It won't happen.
1) It would kill the ability to rent or sell used games. While Sony might like that, they know it would drive customers away in droves.
2) There would be keygens available about 5 minutes after the games hit the shelves, and legal owners could be prevented from using their game because someone already keygen'd the same serial.
What part of "Ph'nglui mglw'nafh Cthulhu R'lyeh wgah'nagl fhtagn" don't you understand?
#2 can be prevented by using a sufficiently complex and genuinely random code generator. While there will always be a technical chance that someone gets caught in this, proper phone support can fix this sort of problem in no time flat.
Game rentals could be dealt with via the equivalent of Volume License Keys. These discs would always present a security risk, but what makes this situation so unique is the fact that there's nothing Sony can do to resecure the system permanently on any level. The logical approach is therefore to implement something--even a fine mesh grate slows the flow of water--but to attach sufficient goodies to being legal that customers opt for it.

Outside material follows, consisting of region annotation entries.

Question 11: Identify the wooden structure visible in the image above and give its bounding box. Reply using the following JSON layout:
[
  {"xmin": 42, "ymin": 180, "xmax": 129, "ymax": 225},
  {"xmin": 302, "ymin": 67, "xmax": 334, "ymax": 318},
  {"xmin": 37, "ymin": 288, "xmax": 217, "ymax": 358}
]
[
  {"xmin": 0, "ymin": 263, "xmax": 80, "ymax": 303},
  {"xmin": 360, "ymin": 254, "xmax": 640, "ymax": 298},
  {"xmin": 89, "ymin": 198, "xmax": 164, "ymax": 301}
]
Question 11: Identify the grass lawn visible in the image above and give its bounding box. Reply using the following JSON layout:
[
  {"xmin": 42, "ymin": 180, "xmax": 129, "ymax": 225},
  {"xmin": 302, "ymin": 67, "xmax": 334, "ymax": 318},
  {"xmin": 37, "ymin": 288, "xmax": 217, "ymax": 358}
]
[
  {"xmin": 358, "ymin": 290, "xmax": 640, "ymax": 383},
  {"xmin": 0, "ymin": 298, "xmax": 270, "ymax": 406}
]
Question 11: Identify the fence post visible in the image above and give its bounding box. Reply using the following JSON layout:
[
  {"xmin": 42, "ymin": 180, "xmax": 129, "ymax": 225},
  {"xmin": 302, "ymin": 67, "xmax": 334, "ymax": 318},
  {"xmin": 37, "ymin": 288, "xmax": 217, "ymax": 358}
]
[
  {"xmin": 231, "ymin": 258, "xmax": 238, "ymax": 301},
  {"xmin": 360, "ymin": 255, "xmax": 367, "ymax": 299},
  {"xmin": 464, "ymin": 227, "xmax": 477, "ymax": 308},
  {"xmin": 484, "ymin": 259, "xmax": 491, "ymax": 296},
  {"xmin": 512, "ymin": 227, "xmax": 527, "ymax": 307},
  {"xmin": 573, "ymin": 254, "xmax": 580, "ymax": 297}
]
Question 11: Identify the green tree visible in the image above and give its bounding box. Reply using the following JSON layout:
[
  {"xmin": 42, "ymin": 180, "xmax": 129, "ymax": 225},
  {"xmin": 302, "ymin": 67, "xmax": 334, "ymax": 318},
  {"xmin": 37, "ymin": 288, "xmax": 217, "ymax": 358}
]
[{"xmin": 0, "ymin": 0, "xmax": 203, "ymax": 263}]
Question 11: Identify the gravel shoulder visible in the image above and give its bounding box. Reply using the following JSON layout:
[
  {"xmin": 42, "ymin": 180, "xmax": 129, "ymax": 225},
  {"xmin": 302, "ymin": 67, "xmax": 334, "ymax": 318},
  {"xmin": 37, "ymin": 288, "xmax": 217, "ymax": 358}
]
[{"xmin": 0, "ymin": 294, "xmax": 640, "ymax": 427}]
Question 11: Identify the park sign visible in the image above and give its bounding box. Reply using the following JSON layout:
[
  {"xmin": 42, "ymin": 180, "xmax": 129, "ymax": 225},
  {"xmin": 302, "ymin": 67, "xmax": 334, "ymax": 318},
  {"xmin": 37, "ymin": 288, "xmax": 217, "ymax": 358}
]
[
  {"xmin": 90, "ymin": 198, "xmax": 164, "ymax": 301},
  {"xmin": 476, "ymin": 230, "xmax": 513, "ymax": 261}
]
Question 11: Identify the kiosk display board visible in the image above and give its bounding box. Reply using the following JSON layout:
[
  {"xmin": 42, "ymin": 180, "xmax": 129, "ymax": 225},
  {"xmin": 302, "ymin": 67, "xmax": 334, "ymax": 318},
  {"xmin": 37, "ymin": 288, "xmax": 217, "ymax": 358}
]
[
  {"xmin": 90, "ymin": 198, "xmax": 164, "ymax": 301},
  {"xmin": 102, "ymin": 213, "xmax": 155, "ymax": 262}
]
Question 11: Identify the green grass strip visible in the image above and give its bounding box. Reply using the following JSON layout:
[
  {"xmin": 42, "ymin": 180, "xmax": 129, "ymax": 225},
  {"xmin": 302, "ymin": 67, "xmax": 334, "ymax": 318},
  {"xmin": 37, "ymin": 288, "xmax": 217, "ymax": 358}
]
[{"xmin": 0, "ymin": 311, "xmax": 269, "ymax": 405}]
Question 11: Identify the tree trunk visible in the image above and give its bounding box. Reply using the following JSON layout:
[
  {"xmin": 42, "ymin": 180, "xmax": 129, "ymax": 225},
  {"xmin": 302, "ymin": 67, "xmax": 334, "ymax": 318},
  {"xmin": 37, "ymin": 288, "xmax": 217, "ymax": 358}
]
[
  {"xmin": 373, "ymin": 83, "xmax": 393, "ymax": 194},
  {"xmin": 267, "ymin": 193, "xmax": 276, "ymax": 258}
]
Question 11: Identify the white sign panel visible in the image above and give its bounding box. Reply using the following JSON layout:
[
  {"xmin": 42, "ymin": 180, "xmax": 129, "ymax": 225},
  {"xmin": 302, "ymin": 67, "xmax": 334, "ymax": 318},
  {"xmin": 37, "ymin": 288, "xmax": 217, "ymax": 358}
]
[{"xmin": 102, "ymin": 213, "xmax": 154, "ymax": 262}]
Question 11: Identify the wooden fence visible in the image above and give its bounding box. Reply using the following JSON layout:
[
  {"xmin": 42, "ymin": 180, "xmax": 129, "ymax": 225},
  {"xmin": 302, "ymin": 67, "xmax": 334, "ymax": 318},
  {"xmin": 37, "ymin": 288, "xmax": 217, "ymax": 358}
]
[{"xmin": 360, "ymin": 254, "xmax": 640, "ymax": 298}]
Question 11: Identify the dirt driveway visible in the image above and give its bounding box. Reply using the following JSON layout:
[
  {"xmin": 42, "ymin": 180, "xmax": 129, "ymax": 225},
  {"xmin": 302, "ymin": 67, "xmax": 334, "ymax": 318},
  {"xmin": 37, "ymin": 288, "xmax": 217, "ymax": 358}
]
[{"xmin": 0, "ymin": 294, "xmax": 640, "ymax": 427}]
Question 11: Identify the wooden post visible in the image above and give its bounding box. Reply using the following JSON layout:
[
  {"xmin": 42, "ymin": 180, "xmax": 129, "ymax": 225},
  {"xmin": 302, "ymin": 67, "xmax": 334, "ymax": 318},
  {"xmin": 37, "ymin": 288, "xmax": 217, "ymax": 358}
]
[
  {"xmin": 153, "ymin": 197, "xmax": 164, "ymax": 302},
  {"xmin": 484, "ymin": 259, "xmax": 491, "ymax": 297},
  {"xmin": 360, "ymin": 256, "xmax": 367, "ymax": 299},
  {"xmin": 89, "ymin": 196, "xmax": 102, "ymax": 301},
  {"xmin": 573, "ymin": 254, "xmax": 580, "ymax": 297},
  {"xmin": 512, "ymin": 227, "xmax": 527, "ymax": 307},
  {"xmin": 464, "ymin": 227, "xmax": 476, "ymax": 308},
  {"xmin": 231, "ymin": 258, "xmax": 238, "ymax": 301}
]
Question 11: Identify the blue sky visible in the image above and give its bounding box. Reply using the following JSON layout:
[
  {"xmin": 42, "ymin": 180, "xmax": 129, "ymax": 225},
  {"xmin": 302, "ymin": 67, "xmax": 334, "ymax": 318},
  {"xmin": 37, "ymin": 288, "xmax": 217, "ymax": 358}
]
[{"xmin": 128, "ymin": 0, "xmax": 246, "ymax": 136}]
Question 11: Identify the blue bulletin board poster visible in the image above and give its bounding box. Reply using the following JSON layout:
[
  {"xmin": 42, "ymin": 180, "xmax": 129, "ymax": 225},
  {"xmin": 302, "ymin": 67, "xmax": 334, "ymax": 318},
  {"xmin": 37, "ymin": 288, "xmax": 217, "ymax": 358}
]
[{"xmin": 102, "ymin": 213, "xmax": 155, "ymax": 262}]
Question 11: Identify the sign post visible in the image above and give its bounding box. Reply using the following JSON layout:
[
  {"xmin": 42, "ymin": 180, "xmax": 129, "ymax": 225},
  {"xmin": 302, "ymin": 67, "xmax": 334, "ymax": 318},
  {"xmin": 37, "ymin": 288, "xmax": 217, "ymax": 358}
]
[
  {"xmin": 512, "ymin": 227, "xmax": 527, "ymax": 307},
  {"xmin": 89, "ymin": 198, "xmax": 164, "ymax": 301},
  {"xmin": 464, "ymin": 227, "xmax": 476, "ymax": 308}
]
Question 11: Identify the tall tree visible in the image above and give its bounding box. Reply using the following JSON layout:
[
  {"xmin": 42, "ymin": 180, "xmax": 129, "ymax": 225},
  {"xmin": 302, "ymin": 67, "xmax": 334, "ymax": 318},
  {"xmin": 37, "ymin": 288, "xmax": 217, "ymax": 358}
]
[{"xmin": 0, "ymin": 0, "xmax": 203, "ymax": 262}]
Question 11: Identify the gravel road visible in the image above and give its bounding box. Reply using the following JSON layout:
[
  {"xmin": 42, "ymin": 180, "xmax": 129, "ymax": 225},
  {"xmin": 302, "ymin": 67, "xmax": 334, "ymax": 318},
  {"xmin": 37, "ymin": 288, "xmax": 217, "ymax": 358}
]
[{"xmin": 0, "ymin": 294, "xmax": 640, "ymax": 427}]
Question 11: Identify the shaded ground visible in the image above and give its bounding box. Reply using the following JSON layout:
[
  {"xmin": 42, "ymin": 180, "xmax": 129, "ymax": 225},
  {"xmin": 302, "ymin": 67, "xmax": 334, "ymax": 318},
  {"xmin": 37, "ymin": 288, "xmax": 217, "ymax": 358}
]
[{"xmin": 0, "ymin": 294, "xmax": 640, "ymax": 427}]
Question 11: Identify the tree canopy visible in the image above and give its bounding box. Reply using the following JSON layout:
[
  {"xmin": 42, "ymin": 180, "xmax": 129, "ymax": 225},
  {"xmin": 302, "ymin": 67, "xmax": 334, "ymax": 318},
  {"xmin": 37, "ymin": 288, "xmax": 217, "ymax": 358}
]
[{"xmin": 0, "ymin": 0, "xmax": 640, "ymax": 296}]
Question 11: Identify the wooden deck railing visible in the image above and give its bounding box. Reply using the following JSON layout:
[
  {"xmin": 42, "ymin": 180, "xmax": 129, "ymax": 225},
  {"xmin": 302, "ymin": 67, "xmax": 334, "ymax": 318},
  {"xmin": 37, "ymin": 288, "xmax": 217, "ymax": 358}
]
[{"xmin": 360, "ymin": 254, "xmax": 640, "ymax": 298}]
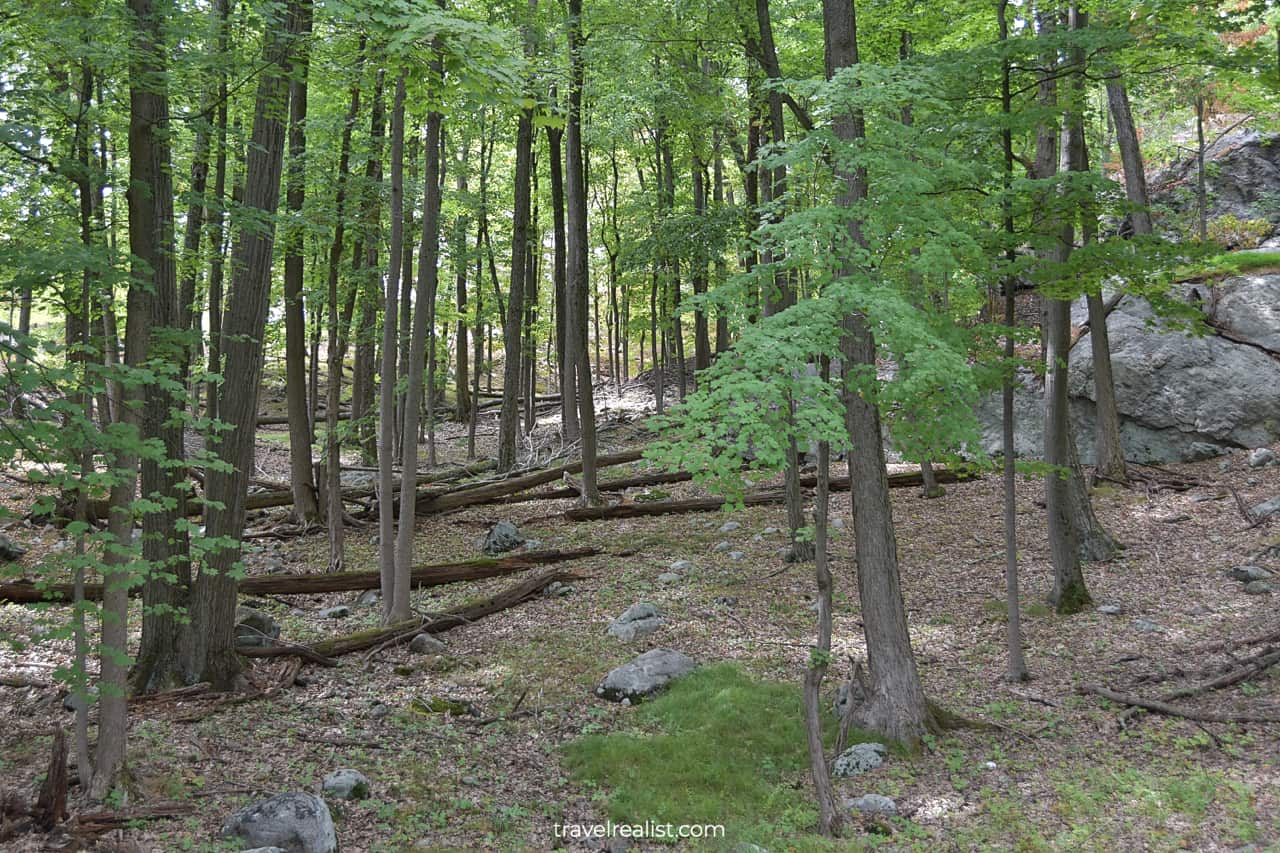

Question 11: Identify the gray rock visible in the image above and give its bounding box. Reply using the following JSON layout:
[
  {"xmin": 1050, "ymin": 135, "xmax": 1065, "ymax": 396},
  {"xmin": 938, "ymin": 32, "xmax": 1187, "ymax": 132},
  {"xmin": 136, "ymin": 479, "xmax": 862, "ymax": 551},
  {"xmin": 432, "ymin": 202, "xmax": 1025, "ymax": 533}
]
[
  {"xmin": 605, "ymin": 601, "xmax": 666, "ymax": 643},
  {"xmin": 1228, "ymin": 566, "xmax": 1271, "ymax": 583},
  {"xmin": 408, "ymin": 634, "xmax": 448, "ymax": 654},
  {"xmin": 595, "ymin": 648, "xmax": 698, "ymax": 702},
  {"xmin": 236, "ymin": 606, "xmax": 280, "ymax": 648},
  {"xmin": 321, "ymin": 767, "xmax": 369, "ymax": 799},
  {"xmin": 1249, "ymin": 494, "xmax": 1280, "ymax": 520},
  {"xmin": 1249, "ymin": 445, "xmax": 1280, "ymax": 467},
  {"xmin": 223, "ymin": 792, "xmax": 338, "ymax": 853},
  {"xmin": 845, "ymin": 794, "xmax": 897, "ymax": 815},
  {"xmin": 480, "ymin": 521, "xmax": 525, "ymax": 555},
  {"xmin": 0, "ymin": 537, "xmax": 27, "ymax": 562},
  {"xmin": 831, "ymin": 743, "xmax": 888, "ymax": 776}
]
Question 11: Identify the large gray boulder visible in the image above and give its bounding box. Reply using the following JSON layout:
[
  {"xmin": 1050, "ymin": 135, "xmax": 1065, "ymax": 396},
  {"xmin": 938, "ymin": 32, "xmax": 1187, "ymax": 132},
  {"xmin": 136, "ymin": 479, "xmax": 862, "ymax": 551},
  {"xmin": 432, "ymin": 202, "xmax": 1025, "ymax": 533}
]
[
  {"xmin": 1151, "ymin": 128, "xmax": 1280, "ymax": 231},
  {"xmin": 978, "ymin": 275, "xmax": 1280, "ymax": 464},
  {"xmin": 223, "ymin": 792, "xmax": 338, "ymax": 853},
  {"xmin": 595, "ymin": 648, "xmax": 698, "ymax": 702}
]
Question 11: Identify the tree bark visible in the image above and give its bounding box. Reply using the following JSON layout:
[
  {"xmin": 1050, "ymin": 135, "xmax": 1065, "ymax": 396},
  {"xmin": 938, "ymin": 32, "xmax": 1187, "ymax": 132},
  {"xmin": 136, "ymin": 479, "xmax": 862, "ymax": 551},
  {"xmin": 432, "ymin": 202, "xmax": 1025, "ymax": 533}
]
[
  {"xmin": 284, "ymin": 0, "xmax": 321, "ymax": 528},
  {"xmin": 189, "ymin": 0, "xmax": 303, "ymax": 690}
]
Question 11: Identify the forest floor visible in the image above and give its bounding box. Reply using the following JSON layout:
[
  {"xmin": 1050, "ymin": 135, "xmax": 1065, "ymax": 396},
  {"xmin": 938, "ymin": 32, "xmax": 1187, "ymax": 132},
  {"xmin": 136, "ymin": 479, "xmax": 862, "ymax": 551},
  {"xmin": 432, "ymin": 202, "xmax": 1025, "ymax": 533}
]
[{"xmin": 0, "ymin": 386, "xmax": 1280, "ymax": 853}]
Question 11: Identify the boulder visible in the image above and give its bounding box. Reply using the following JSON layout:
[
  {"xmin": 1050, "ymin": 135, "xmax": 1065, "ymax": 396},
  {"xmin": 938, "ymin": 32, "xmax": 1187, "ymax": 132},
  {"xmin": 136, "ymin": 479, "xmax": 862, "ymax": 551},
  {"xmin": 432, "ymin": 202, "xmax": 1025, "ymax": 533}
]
[
  {"xmin": 236, "ymin": 606, "xmax": 280, "ymax": 648},
  {"xmin": 408, "ymin": 634, "xmax": 448, "ymax": 654},
  {"xmin": 978, "ymin": 281, "xmax": 1280, "ymax": 464},
  {"xmin": 831, "ymin": 743, "xmax": 888, "ymax": 776},
  {"xmin": 845, "ymin": 794, "xmax": 897, "ymax": 815},
  {"xmin": 595, "ymin": 648, "xmax": 698, "ymax": 702},
  {"xmin": 0, "ymin": 535, "xmax": 27, "ymax": 562},
  {"xmin": 223, "ymin": 792, "xmax": 338, "ymax": 853},
  {"xmin": 1151, "ymin": 128, "xmax": 1280, "ymax": 231},
  {"xmin": 605, "ymin": 601, "xmax": 666, "ymax": 643},
  {"xmin": 321, "ymin": 767, "xmax": 369, "ymax": 799},
  {"xmin": 480, "ymin": 521, "xmax": 525, "ymax": 556}
]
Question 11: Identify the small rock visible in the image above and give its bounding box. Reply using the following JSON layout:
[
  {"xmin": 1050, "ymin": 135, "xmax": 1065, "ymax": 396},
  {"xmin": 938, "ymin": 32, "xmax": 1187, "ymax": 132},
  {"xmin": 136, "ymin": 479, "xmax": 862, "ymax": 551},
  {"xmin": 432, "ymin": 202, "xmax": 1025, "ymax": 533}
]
[
  {"xmin": 595, "ymin": 648, "xmax": 698, "ymax": 702},
  {"xmin": 605, "ymin": 601, "xmax": 666, "ymax": 643},
  {"xmin": 0, "ymin": 537, "xmax": 27, "ymax": 562},
  {"xmin": 845, "ymin": 794, "xmax": 897, "ymax": 815},
  {"xmin": 223, "ymin": 792, "xmax": 338, "ymax": 853},
  {"xmin": 1249, "ymin": 447, "xmax": 1276, "ymax": 467},
  {"xmin": 236, "ymin": 606, "xmax": 280, "ymax": 648},
  {"xmin": 408, "ymin": 634, "xmax": 448, "ymax": 654},
  {"xmin": 1249, "ymin": 496, "xmax": 1280, "ymax": 520},
  {"xmin": 1228, "ymin": 566, "xmax": 1271, "ymax": 584},
  {"xmin": 321, "ymin": 767, "xmax": 369, "ymax": 799},
  {"xmin": 831, "ymin": 743, "xmax": 888, "ymax": 776},
  {"xmin": 480, "ymin": 521, "xmax": 525, "ymax": 555}
]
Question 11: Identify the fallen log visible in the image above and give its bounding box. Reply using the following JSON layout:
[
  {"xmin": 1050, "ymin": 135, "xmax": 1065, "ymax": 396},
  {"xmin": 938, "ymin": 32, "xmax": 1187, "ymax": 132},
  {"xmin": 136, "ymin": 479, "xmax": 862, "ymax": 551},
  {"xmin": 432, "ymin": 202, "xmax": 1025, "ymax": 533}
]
[
  {"xmin": 0, "ymin": 548, "xmax": 600, "ymax": 605},
  {"xmin": 415, "ymin": 450, "xmax": 644, "ymax": 515},
  {"xmin": 237, "ymin": 569, "xmax": 580, "ymax": 657},
  {"xmin": 564, "ymin": 470, "xmax": 973, "ymax": 521},
  {"xmin": 1076, "ymin": 684, "xmax": 1280, "ymax": 722}
]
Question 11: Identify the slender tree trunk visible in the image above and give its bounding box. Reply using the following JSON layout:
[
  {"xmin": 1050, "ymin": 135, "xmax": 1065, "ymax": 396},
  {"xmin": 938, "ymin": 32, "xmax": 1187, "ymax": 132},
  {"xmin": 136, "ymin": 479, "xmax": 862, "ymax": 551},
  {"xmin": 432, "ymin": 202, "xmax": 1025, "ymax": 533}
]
[
  {"xmin": 996, "ymin": 0, "xmax": 1030, "ymax": 681},
  {"xmin": 378, "ymin": 69, "xmax": 416, "ymax": 625},
  {"xmin": 189, "ymin": 0, "xmax": 298, "ymax": 689},
  {"xmin": 284, "ymin": 0, "xmax": 321, "ymax": 528},
  {"xmin": 823, "ymin": 0, "xmax": 937, "ymax": 744},
  {"xmin": 388, "ymin": 94, "xmax": 444, "ymax": 622},
  {"xmin": 325, "ymin": 48, "xmax": 365, "ymax": 571},
  {"xmin": 564, "ymin": 0, "xmax": 600, "ymax": 505}
]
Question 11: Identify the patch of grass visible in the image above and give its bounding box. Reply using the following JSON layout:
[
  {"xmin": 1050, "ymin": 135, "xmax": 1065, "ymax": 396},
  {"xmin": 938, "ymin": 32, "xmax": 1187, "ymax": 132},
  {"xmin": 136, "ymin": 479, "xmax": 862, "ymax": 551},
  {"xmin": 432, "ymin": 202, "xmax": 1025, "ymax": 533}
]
[{"xmin": 564, "ymin": 663, "xmax": 867, "ymax": 849}]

Under the circumstances, does it really matter that VLKs are a security risk? I think not.
Fascinating, i wonder what sony will do here. I own a PS3 as well, but bought it solely for a blueray player. Ironically, i dont own a HDTV yet haha. But i use the thing to stream music, videos and pictures time to time.
I hope it doesnt go down the 360 route where getting games is soo easy. Perhaps they'll have a new iteration of the ps3 soon enough. Similar to the xbox slim, which i believe till today is not mod-able.
The ps3 extra-slim?
Doesn't work for PC software, won't work for console software.
There will be patches for most titles that allow you to simply NOP the code that asks for the serial while you're ripping the disk to your HD. A serial system would cost Sony a ton of money to support, REQUIRE you to have your system connected to the Internet for any kind of meaningful verification, and it won't even slow down the casual copiers.
If there are Volume License Keys, there will be keygens for them. Just like Windows. Has anyone *ever* had a problem finding a serial or cracked version of Windows?
I disagree that the logical approach is to implement 'something', even if it does no good. That's what got them into this mess.
What they'll likely do is put spyware in a never-ending series of firmware upgrades that examines your HD content for known hacks and then phones home to blacklist you. It won't matter to the real hackers though, because the firmware can now be dissected and the changes analyzed before anyone updates their firmware. There are already several flavors of replacement firmware available.
Most people will continue to buy PS3 games, whether the system can be hacked or not. The only real solution for Sony is to rush the PS4 through development now. But, I won't be buying it. I'm going to stick with PC gaming, where I can be sure no game company's going to remove features from the system I paid for.
"I disagree that the logical approach is to implement 'something', even if it does no good. That's what got them into this mess."
Keeping piracy off the PS3 since launch constitutes *enormous* financial good. If they hadn't removed Other OS support, the PS3 would still be locked; the cracks discovered prior to the Other OS removal didn't fling wide the door for pirated content.
Furthermore, I suspect you vastly overestimate the technical capabilities or interests of the typical PS3 owner. Console junkies may well spring for a pre-cracked system if they can purchase one, but that doesn't translate into people feeling comfortable doing the work themselves.
As far as I know, there isn't a PS4 to rush. I'm sure someone, somewhere has been tasked with drawing up hypothetical specs and charting the lay of the land, but Sony has clearly articulated that the PS3 is the console to target for the "foreseeable future," which I arbitrarily translate to mean two years until a PS4 is announced and 3.5-4, minimum, before a PS4 arrives. Even if my numbers are off one way or the other, there's no way to just adjust the development schedule--not when the software companies have adjusted their own products and delivery dates to accommodate the PS3 as it stands today.
A rush job is also potential suicide. Sony could certainly deliver a PS 3.5 by incorporating advances in GPU and CPU technology, adding larger caches, more memory, etc. The software compatibility issues surrounding this, however, are nightmarish--and the PS 3.5 would by its very nature have to somehow maintain compatibility with previous games.
They foget the main mantra of todays tech croud, if you key it...then someone has to crack it:P
This will drive people to either not use their content or move towards a more round about way of getting the content.